In June, the Government of Canada announced the Climate Lens requirement as part of its 12-year, $180 billion Investing in Canada infrastructure plan. The Lens encourages innovation and long-term sustainability in the face of growing climate-related challenges. While the full spectrum of implications around the requirement are still unfolding, there are some immediately apparent ways this may affect engineers involved with the design and development of infrastructure in Canada.
The Climate Lens primarily affects bilateral agreements signed between Infrastructure Canada and provincial or territorial jurisdictions, but also impacts several merit-based programs – the Disaster Mitigation and Adaptation Fund and, in certain cases, the Smart Cities Challenge. The Climate Lens requires that all infrastructure projects over $10 million undergo separate assessments for projected greenhouse gas emissions and adaptation/resiliency. Additionally, relevant assessments will be required for all projects under the Green Infrastructure program regardless of project cost.
“Overall, the Climate Lens is about making sensible decisions around climate adaptation in a changing world and supporting the transition to a low carbon economy,” says Chad Nelson, a Principal Advisor with Infrastructure Canada. “While some provincial and territorial governments have shown initiative in this area, the Climate Lens is a game-changer in terms of its scope and potential impact.”
“The ultimate goal is to initiate behavioural change,” notes Nelson.
Ideally, he says proponents of the program will start to think about assets differently, considering not just the cost of completion, but the long-term risks to infrastructure relating to climate change. Current risk assessment models focus on historical data, whereas the Climate Lens rests on the assumption that future states will likely be significantly different than those that have come before.
The Climate Lens also encourages multidisciplinary and holistic approaches to infrastructure. “This gets firms and planners to think and build differently, thinking of infrastructure assets not as isolated but in relation to their network dependencies,” adds François Levesque, a Policy Analyst with Infrastructure Canada.
Developing the Lens took several months and extensive research and consultations. Infrastructure Canada wanted to take into account and learn from existing approaches already being used by provinces, territories, and several municipalities, as well as others used elsewhere in the world. In its final form, it was determined that the requirement was best targeted to appropriate professions, rather than being more general.

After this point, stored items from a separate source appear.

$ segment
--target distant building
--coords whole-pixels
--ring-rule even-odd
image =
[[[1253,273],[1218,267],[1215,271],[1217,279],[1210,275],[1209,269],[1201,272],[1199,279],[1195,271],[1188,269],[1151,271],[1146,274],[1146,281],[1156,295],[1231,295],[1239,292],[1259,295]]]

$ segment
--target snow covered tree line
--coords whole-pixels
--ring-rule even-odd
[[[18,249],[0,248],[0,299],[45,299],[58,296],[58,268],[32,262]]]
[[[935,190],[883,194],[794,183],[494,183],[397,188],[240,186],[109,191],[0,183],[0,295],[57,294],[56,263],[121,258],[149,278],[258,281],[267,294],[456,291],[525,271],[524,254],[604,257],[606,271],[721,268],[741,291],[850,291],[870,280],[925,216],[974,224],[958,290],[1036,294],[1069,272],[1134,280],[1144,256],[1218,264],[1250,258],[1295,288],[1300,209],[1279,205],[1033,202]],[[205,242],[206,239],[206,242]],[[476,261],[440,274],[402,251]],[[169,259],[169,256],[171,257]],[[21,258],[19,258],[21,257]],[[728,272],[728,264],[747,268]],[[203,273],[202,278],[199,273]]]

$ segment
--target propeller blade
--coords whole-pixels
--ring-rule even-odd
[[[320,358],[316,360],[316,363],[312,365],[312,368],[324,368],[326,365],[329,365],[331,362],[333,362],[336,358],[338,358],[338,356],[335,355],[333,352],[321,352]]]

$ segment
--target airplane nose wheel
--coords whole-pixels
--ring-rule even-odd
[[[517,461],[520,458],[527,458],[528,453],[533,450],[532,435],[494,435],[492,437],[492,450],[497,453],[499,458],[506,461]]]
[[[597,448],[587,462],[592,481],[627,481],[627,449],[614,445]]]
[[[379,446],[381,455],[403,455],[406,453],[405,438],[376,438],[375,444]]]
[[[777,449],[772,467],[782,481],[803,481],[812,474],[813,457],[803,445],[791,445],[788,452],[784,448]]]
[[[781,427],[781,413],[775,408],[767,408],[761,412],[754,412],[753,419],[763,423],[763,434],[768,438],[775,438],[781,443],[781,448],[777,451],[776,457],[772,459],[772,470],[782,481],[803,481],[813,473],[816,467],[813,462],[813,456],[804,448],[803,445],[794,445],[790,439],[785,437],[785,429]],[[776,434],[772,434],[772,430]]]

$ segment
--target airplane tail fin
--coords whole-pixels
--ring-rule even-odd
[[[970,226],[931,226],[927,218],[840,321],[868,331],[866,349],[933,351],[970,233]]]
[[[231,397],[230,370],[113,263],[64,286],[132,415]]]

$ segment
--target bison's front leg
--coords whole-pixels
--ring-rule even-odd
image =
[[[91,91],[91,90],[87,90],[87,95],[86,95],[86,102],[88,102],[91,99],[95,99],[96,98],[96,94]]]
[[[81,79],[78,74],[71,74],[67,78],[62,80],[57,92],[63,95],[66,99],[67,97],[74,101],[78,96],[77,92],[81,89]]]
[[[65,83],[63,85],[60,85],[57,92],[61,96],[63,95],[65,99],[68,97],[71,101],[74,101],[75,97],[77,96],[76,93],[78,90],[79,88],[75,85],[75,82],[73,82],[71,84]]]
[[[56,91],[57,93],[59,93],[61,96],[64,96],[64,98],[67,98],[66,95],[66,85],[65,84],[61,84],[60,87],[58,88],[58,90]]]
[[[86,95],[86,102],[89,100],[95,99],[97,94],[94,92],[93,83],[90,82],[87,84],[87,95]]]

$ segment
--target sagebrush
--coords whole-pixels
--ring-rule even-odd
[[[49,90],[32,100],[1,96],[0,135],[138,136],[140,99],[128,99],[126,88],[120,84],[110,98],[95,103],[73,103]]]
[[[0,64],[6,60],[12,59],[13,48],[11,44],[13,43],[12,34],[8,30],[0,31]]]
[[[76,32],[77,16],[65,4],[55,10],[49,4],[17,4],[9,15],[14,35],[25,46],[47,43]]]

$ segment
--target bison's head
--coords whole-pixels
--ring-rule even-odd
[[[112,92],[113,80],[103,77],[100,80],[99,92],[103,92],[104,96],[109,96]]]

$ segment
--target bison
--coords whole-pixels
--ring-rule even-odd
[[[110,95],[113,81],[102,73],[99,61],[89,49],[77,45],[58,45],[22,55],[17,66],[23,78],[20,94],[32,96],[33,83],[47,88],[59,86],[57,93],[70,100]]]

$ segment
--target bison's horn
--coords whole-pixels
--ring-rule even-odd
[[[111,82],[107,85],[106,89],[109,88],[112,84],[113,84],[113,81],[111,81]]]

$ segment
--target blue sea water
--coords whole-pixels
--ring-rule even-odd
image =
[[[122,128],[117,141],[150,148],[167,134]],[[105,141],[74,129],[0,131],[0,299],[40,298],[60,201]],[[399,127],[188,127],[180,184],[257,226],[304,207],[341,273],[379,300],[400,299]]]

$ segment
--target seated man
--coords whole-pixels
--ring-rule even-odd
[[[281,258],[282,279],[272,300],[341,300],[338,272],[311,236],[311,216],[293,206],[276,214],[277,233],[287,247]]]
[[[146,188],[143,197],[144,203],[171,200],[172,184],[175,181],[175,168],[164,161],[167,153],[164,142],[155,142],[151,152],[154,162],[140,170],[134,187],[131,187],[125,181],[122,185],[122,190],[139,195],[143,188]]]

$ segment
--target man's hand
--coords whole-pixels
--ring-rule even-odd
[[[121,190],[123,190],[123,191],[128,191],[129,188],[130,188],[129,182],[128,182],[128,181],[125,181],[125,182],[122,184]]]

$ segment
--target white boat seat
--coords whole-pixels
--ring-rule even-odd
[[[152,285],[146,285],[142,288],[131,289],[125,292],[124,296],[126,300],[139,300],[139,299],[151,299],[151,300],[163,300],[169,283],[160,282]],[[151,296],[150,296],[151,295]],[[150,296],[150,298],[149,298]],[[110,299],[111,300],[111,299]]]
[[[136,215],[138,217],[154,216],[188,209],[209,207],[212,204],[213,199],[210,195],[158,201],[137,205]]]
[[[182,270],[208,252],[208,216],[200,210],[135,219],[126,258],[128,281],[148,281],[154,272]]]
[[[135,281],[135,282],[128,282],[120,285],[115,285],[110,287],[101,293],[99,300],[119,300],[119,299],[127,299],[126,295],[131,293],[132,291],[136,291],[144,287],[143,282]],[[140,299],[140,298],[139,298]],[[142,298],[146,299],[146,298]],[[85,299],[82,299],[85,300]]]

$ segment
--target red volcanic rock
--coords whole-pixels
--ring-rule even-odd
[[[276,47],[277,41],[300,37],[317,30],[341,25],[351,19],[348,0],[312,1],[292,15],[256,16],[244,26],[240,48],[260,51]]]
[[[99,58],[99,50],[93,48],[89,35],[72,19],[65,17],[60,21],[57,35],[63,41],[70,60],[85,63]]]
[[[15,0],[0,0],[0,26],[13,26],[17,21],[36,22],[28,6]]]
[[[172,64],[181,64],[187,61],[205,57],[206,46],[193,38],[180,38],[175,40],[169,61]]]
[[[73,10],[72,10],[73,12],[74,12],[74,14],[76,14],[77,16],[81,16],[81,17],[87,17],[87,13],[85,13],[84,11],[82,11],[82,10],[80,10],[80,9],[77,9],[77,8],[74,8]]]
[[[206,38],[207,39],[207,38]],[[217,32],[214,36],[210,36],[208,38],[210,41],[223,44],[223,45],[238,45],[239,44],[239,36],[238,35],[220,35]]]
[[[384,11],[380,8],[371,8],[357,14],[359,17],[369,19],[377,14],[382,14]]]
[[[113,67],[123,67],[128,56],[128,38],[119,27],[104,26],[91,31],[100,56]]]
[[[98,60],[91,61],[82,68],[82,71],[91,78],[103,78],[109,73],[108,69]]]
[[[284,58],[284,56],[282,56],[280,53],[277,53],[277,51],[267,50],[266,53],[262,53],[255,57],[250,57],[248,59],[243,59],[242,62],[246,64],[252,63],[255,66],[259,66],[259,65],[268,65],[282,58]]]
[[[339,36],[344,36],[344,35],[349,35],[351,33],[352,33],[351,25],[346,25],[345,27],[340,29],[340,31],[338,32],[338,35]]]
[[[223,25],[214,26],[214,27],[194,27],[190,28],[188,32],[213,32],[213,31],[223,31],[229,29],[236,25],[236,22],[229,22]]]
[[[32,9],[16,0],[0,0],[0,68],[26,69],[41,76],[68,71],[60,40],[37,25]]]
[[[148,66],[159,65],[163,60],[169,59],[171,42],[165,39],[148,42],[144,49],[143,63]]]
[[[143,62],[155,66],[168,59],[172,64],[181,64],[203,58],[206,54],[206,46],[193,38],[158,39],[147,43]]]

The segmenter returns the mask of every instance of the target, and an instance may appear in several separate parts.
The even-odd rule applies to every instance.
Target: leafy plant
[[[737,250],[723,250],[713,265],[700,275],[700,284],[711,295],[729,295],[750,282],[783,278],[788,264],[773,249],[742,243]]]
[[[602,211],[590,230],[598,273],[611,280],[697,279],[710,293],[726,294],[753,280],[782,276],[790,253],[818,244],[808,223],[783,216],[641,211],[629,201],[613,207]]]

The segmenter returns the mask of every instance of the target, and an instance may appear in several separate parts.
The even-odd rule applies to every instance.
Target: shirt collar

“This is not a guide for lay people to learn how to do this,” notes Levesque. “It’s for professionals – engineers, planners, architects, working in a multidisciplinary way, to conduct these assessments.” He notes that the guidance document will remain evergreen and wants to see it ideally grow to provide increasingly useful, practical, sector-specific guidance over time.
While the lens will continue to evolve, it already represents a number of opportunities and challenges for engineering. The market for qualified assessors, including engineers, will see a big boom in coming years, but questions remain as to how best to determine an assessor to be qualified in different projects and contexts, and where the conducting of assessments may conflict with expertise requirements under engineering ethics codes.
Jurisdictions have asked for a list of qualified assessors, but the aim of the government is to let industry demand drive the creation of resources such as this.
“We’re fairly confident industry will respond to the need,” Nelson notes, “In practice, it may be the case that more resourced players take the lead and it reaches outward from there.” The requirement generally avoids requiring that specific procedures or protocols be used, as these can change over time. As Nelson puts it, “We don’t want to be locked into one solution that impedes innovation.”
Overall, Infrastructure Canada has aimed for a “reasoned approach” that taps into existing tools and best practices for climate assessments, such as the PIEVC protocol, which is among its suggested assessment tools. While greenhouse gas assessments are at a mature stage, climate adaptation and resiliency assessments are still relatively new.
This may also present new opportunities around engineering education, where climate change is often not considered in the core curriculum. The United States has made advances in recent years such as the ASCE’s Sustainable Infrastructure Certificate program, but Canada still has room to grow. Engineers Canada’s new Sustainability in Practice course is a key step in this direction.
Levesque highlights the potential for innovation coming out of this approach. “As an outcomes-based approach,” he notes, “the Climate Lens may enable the use of new materials, new building techniques. We want to see an environment around infrastructure that’s conducive to innovation.”
“We’ve seen a few initial assessments coming in,” says Nelson “but jurisdictions are just beginning to come to terms with how this will change the way they create infrastructure.”
To help users better understand the impact of the Climate Lens, Infrastructure Canada has recently published a webinar. For more information, you can also consult with the General Guidance document, which explains the approach, defines the scope of assessments, and identifies the specific information that must be submitted to Infrastructure Canada.
It goes without saying, however, that The Government of Canada’s climate lens requirement will significantly impact the practice of engineering public infrastructure works across Canada. In the coming months, look forward to further explanations in Engineering Matters about the two types of attestations involved with the Lens: greenhouse gas reduction and climate resiliency.